Hit the F9 key a few times to see what effect this change has on the values in your model. You should observe that sometimes the units sold value becomes a negative number (which not be too realistic). Hence, further modify the Units Sold cells using the formula, "=Max(Forecast Value Formula + Forecast Error Term,0)", to prevent negative sales from ever occurring [Note: You have to supply the actual formula for "Forecast Value Formula"]. You might now also become aware of the fact that even after the above changes, there are months in which inventory levels can still be negative. We could make further modifications to our model to prevent this.
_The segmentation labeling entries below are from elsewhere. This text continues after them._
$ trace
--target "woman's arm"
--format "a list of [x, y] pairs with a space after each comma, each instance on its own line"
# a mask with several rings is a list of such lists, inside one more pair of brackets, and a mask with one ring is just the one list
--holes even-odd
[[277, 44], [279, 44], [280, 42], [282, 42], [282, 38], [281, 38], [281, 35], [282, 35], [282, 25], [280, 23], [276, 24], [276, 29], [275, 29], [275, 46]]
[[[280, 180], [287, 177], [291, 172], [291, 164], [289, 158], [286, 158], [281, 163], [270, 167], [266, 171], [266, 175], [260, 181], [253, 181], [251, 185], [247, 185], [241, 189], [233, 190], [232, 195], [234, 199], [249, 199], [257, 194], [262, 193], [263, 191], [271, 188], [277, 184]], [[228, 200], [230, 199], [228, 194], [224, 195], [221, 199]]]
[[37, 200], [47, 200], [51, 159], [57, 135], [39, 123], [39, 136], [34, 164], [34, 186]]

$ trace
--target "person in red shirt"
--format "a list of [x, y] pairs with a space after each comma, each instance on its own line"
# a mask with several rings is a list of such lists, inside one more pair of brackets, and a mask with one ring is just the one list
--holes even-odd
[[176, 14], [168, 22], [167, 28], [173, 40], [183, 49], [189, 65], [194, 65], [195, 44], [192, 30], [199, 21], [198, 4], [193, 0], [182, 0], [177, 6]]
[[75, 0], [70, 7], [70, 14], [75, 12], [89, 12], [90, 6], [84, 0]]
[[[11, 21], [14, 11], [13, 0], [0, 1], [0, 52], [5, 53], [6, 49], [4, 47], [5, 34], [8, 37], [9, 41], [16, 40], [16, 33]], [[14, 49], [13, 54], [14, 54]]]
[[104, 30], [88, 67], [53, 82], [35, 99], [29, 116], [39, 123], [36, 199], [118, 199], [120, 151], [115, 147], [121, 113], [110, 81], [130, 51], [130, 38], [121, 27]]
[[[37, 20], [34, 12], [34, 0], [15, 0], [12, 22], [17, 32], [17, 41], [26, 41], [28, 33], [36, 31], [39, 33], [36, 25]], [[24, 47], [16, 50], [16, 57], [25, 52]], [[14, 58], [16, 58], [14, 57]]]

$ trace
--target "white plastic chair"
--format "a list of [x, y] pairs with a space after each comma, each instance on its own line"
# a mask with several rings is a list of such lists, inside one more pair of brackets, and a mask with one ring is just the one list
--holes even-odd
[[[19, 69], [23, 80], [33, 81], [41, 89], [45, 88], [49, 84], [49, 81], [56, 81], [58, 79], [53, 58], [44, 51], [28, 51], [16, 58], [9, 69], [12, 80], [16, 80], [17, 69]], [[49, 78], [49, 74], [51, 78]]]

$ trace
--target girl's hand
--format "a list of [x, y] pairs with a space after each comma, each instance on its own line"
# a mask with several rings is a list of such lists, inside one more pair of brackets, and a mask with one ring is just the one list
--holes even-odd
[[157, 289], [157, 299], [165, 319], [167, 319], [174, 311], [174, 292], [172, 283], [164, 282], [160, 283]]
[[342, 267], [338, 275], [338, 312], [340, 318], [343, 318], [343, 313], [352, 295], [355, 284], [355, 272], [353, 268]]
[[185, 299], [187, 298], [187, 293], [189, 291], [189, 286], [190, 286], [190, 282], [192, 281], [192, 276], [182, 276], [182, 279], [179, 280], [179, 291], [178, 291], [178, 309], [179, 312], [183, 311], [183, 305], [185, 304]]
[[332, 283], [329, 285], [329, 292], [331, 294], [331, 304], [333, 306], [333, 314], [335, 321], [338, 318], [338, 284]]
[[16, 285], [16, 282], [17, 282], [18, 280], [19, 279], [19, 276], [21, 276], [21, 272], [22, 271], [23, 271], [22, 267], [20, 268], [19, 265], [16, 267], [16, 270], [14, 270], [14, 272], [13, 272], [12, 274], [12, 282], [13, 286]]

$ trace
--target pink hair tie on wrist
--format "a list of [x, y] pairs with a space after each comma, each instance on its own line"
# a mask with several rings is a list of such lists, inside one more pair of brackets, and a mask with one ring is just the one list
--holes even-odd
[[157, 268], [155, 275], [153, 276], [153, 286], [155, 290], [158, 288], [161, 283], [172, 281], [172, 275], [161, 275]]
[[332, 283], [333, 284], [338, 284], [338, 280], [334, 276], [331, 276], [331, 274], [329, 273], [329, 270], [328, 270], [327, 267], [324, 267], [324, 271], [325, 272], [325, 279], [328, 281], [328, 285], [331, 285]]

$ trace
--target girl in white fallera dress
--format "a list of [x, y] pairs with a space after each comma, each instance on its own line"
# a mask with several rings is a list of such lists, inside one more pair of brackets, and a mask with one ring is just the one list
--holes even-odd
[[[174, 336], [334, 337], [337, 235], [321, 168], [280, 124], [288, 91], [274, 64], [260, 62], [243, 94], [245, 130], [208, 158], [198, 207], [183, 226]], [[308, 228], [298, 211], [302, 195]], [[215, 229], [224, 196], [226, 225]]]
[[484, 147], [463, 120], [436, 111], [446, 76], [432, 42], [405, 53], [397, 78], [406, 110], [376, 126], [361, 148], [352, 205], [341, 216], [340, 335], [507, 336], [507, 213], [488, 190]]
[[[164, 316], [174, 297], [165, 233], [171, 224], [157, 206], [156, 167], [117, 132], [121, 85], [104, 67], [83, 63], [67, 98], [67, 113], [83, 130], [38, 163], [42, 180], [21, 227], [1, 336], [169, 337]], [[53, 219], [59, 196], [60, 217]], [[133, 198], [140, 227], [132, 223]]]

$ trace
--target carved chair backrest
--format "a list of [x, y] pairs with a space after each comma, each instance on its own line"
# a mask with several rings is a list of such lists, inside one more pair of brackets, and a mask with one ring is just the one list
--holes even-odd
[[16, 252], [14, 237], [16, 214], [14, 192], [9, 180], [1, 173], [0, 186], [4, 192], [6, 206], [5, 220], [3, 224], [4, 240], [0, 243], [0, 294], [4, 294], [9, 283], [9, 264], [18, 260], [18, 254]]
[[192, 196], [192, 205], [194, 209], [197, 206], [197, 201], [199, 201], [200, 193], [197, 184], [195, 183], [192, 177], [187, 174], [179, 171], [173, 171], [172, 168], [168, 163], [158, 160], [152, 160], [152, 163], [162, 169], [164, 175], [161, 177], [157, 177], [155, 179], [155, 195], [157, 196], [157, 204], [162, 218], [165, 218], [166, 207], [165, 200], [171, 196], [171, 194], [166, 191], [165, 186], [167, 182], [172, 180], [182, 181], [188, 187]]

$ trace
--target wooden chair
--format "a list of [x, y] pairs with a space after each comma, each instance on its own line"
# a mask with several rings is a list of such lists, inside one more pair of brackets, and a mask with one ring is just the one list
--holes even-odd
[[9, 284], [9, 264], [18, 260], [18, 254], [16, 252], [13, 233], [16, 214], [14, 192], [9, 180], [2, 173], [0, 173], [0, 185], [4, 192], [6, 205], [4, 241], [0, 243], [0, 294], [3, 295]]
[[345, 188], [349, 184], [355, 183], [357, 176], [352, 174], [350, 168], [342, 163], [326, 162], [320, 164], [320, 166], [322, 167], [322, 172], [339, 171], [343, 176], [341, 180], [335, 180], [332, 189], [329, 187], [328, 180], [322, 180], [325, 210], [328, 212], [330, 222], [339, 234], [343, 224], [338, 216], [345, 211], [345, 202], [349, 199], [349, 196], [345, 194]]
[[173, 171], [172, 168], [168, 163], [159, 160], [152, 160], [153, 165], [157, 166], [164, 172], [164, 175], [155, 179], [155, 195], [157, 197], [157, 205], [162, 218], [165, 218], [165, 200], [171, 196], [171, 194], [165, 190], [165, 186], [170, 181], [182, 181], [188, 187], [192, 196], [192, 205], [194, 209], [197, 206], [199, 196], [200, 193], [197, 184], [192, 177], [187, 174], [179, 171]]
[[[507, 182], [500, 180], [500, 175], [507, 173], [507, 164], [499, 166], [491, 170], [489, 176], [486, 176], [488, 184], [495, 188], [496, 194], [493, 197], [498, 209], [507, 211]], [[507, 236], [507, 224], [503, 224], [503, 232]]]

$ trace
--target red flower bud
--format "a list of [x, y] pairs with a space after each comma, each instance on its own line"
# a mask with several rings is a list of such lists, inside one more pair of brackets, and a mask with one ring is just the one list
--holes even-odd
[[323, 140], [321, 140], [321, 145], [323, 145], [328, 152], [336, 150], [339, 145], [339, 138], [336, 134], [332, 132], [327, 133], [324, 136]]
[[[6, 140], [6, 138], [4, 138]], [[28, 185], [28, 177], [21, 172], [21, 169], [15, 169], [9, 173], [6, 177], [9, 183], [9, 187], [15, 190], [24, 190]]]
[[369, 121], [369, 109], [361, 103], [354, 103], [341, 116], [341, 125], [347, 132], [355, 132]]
However, we will permit negative inventory under the assumption that these units represent a backorder position.
After incorporating the uncertainty in units sold and in the credit card percentage split, S.T. was eager (as are your, of course) to investigate the impact of uncertainty upon Novana's "optimal plan" developed in Question 1. Three important factors can be investigated with this model:
How much uncertainty is there in the profit, as indicated by the May ending cash balance? What are the chances that Novana will be able to keep inventory levels from becoming negative? What are the chances that Novana will be able to keep a minimum ending monthly cash balance of $10,000?
These questions are among those that can be answered using the Monte Carlo simulation method to perform a number of replications of the model's solution. For each of these replications, we would need to keep track of: the May ending cash balance, the lowest inventory during the four month planning horizon, and lowest cash balance during the four-month planning horizon. In order to calculate the latter measures, we must add two more reporting cells to our spreadsheet model:
=Min(Ending Inventory[Jan]:Ending Inventory[April]) and
=Min(Ending Cash Balance[Jan]: Ending Cash Balance [April]) .
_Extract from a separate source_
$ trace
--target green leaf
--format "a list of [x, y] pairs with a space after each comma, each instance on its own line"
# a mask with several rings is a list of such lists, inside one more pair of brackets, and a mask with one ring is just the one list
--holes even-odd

Now, the above questions can be analyzed using a 1-way data table with three "result" columns referencing the three cells of interest.
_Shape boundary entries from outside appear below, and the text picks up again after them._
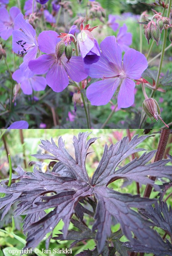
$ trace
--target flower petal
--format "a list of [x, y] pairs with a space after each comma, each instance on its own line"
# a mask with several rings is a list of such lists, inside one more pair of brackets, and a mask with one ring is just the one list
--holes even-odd
[[116, 42], [114, 36], [107, 36], [100, 44], [103, 54], [116, 67], [117, 69], [122, 68], [122, 52], [118, 44]]
[[86, 95], [91, 105], [105, 105], [110, 100], [119, 85], [119, 80], [109, 78], [92, 83], [87, 89]]
[[28, 66], [34, 74], [42, 75], [47, 73], [55, 60], [54, 56], [43, 54], [36, 60], [30, 60]]
[[55, 54], [56, 44], [60, 41], [57, 37], [58, 35], [55, 31], [43, 31], [37, 38], [39, 49], [47, 54]]
[[94, 78], [102, 78], [103, 76], [110, 77], [117, 75], [118, 73], [118, 70], [117, 70], [115, 65], [101, 54], [99, 61], [90, 66], [89, 75]]
[[29, 124], [26, 121], [16, 121], [12, 124], [7, 129], [28, 129]]
[[70, 63], [66, 63], [67, 59], [64, 57], [63, 63], [70, 78], [76, 82], [80, 82], [86, 78], [88, 75], [88, 70], [84, 68], [84, 64], [81, 57], [73, 56]]
[[134, 90], [135, 84], [128, 78], [123, 80], [118, 95], [118, 108], [128, 108], [135, 101]]
[[138, 79], [148, 67], [148, 62], [142, 53], [129, 49], [123, 58], [123, 70], [126, 76], [132, 79]]
[[45, 77], [34, 75], [30, 78], [31, 85], [35, 91], [43, 91], [47, 85], [47, 82]]
[[47, 84], [53, 91], [62, 91], [69, 84], [69, 78], [63, 65], [54, 64], [46, 76]]
[[33, 90], [29, 78], [26, 78], [21, 83], [20, 87], [24, 94], [27, 95], [32, 94]]

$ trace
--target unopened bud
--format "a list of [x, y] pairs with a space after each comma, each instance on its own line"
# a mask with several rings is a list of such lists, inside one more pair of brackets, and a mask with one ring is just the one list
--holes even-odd
[[151, 35], [156, 42], [157, 46], [161, 37], [160, 31], [156, 26], [153, 26], [151, 30]]
[[172, 42], [172, 32], [169, 35], [169, 40], [171, 42]]
[[164, 28], [164, 22], [160, 18], [158, 19], [157, 21], [157, 24], [158, 26], [158, 28], [159, 28], [160, 31], [160, 33], [162, 33], [162, 29]]
[[66, 63], [70, 63], [69, 60], [72, 56], [72, 47], [70, 44], [68, 44], [65, 47], [65, 53], [66, 57], [68, 59]]
[[56, 56], [57, 62], [61, 57], [63, 55], [65, 51], [66, 46], [64, 42], [60, 41], [56, 44], [55, 47], [55, 55]]
[[145, 99], [143, 103], [143, 108], [144, 111], [149, 117], [153, 117], [156, 121], [161, 114], [159, 107], [157, 102], [153, 98], [149, 98]]

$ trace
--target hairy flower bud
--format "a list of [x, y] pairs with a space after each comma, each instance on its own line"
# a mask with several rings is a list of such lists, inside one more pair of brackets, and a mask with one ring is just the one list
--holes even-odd
[[66, 63], [70, 63], [69, 60], [72, 56], [72, 47], [70, 44], [68, 44], [65, 47], [65, 53], [66, 57], [68, 59]]
[[57, 58], [57, 63], [65, 51], [66, 46], [64, 42], [60, 41], [57, 44], [55, 47], [55, 55]]
[[158, 115], [161, 114], [160, 109], [157, 102], [153, 98], [145, 99], [143, 104], [144, 111], [149, 117], [153, 117], [156, 121], [158, 120]]
[[161, 33], [159, 29], [156, 25], [154, 25], [151, 28], [151, 35], [156, 42], [156, 45], [158, 46], [161, 37]]

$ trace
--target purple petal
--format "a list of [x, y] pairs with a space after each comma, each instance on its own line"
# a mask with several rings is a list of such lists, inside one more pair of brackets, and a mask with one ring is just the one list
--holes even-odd
[[56, 44], [60, 41], [57, 37], [58, 35], [55, 31], [43, 31], [37, 38], [39, 49], [43, 52], [47, 54], [55, 54]]
[[110, 100], [119, 83], [118, 78], [108, 78], [92, 83], [88, 88], [86, 95], [91, 105], [105, 105]]
[[29, 67], [31, 71], [37, 75], [45, 74], [55, 61], [55, 56], [43, 54], [36, 60], [29, 62]]
[[20, 69], [17, 69], [13, 74], [13, 79], [16, 81], [17, 83], [21, 83], [25, 79], [22, 71]]
[[103, 76], [109, 77], [117, 75], [118, 72], [115, 65], [101, 54], [99, 61], [90, 66], [89, 75], [94, 78], [102, 78]]
[[47, 84], [53, 91], [62, 91], [69, 84], [69, 78], [63, 65], [54, 64], [46, 76]]
[[[15, 6], [11, 8], [10, 10], [10, 14], [13, 21], [14, 20], [15, 18], [16, 18], [18, 14], [20, 13], [21, 12], [20, 9]], [[18, 29], [18, 28], [19, 28], [19, 26], [18, 26], [18, 27], [15, 28], [15, 29]]]
[[63, 62], [65, 68], [70, 78], [76, 82], [80, 82], [86, 78], [88, 75], [88, 70], [84, 68], [84, 65], [81, 57], [73, 56], [70, 63], [66, 63], [67, 60], [65, 57]]
[[100, 44], [102, 53], [119, 70], [122, 68], [122, 52], [114, 36], [107, 36]]
[[26, 121], [21, 120], [14, 122], [7, 129], [28, 129], [29, 124]]
[[19, 13], [15, 20], [15, 23], [18, 24], [20, 28], [29, 38], [34, 39], [36, 35], [36, 31], [31, 24], [26, 21], [23, 18], [22, 13]]
[[128, 78], [123, 80], [118, 95], [118, 108], [128, 108], [135, 101], [134, 81]]
[[129, 49], [123, 58], [123, 70], [125, 75], [133, 79], [138, 79], [148, 67], [148, 62], [142, 54], [134, 49]]
[[33, 90], [29, 78], [26, 78], [21, 83], [20, 87], [24, 94], [27, 95], [32, 94]]
[[35, 91], [43, 91], [47, 85], [47, 82], [45, 77], [34, 75], [30, 78], [31, 85]]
Run a Monte Carlo simulation of the optimal plan found in Question 1, recording the three output variables of interest (perhaps using 1000 repetitions). Construct a cumulative probability plot of each variable.
Suppose that Novana is basing its plans on the results from Question 1. Using the output from part (a) and relevant probability values, discuss how sound Novana's business plan actually is.
Suppose now that YOU are the "Friendly Banker" evaluating Novana's business plan. Discuss what conclusions you would reach with respect to extending credit to Novana.